2. „Protestanten ohne Protest"12? Das Beispiel des Pfarrers Wilhelm Siebert

Das Dienstverfahren gegen Pfarrer Wilhelm Siebert im Jahr 1934 als Spiegel innerkirchlicher Konflikte in der protestantischen Kirche

Im Jahr 1934 entwickelte sich ein Konflikt zwischen den drei evangelischen Pfarrern Neustadts. Ausgangspunkt für den Konflikt war eine Predigt, die Pfarrer Wilhelm Siebert am 7. Januar 1934 in der Stiftskirche hielt. Eine Gruppe SA-Leute wohnte mit ihrem Sturmbannführer12 Otto Jordan dem Gottesdienst bei. Im Anschluss an den Gottesdienst tauschten sich einige SA-Männer mit den zwei anderen evangelischen Pfarrern, Philipp Schmidt und Adam Jung, aus und brachten ihren Unmut über die Missachtung durch Pfarrer Siebert zum Ausdruck. Sie hätten eine persönliche Begrüßung erwartet. Pfarrer Wilhelm Siebert, der die Pfarrstelle 1 besetzte, war im Gegensatz zu seinen Amtskollegen, Adam Jung und Philipp Schmidt, nicht Mitglied der NSDAP. Zudem bezog Siebert deutlich Stellung gegen die Bewegung der Deutschen Christen, zu der auch seine zwei Kollegen Adam Jung und Philipp Schmidt zählten.

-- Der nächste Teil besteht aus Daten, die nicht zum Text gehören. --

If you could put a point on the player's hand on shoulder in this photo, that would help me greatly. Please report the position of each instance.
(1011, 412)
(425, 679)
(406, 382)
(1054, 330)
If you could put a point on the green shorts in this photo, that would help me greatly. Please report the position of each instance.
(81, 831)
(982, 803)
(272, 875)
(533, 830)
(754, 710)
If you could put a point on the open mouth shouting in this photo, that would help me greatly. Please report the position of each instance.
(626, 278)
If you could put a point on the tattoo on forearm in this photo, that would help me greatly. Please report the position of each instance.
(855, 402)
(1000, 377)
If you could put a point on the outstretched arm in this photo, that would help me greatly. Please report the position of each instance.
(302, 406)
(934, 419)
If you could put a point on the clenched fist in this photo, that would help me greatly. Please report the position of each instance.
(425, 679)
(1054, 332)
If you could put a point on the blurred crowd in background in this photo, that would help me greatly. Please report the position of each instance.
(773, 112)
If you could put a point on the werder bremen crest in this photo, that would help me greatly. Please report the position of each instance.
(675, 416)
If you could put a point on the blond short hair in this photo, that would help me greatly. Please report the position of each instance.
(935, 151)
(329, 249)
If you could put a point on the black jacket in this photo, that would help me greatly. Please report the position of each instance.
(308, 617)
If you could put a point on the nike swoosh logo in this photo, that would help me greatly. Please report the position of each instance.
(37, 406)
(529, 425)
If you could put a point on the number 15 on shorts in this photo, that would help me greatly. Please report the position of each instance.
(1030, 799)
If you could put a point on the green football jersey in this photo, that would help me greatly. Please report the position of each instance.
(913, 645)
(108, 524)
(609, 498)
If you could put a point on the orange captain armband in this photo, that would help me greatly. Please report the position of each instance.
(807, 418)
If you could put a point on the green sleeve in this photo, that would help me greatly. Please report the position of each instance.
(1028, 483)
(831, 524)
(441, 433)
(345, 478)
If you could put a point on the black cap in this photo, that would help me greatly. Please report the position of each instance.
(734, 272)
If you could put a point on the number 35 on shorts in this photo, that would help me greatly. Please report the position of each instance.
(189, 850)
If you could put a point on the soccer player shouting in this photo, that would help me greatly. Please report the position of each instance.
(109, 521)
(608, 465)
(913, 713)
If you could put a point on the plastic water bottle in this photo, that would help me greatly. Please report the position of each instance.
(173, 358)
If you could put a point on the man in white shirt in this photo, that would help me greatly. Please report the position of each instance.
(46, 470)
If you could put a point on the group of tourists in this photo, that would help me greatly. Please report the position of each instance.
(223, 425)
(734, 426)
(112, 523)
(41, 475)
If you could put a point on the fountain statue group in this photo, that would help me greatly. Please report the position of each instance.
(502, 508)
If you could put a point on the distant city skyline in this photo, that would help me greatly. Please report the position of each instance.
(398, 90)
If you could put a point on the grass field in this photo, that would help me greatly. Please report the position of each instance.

Jung beschwerte sich daraufhin auf offiziellem Wege bei dem Sturmbannführer Otto Jordan über das Geschehen. Da Siebert kein Mitglied der NSDAP war, nahm sich der Landeskirchenrat der Sache an und leitete ein kirchenrechtliches Verfahren gegen Wilhelm Siebert ein.

Tipp: Ausführliche Informationen zur Situation der Pfälzischen Landeskirche während der Zeit des Nationalsozialismus findest du in dem dazugehörigen Glossareintrag.

Aufgaben

  1. Informiere dich über die "Deutschen Christen" und die "Pfälzische Pfarrbruderschaft" anhand der jeweiligen Info-Boxen.
  2. Fasse ausgehend von dem Einführungstext, M6 und M11 die Vorgänge um den Fall "Pfarrer Siebert" zusammen.
  3. Wähle eine Quelle aus M7-M10. Erläutere, welche Position der Verfasser zu der Predigt (M6) und der Person Wilhelm Sieberts bezieht.
  4. Erkläre das Ergebnis der Auseinandersetzung (M11) unter Zuhilfenahme deines Wissens aus den Info-Boxen.
  5. 2016 erschien eine wissenschaftliche Publikation zur Geschichte der evangelischen Kirche der Pfalz im Nationalsozialismus mit dem Titel „Protestanten ohne Protest“. Diskutiere ausgehend von dem Fall des Neustadter Pfarrers Siebert (M6-M11), den Thesen des Historikers Müller (M12) und den Info-Boxen „Pfälzische Pfarrbruderschaft“ und „Deutsche Christen“, inwiefern der Titel „Protestanten ohne Protest“ auch für Neustadt gelten kann.

3. Die katholische Kirche: „So unterschrieb ich denn.“ (Pfarrer Jakob Martin, 1933)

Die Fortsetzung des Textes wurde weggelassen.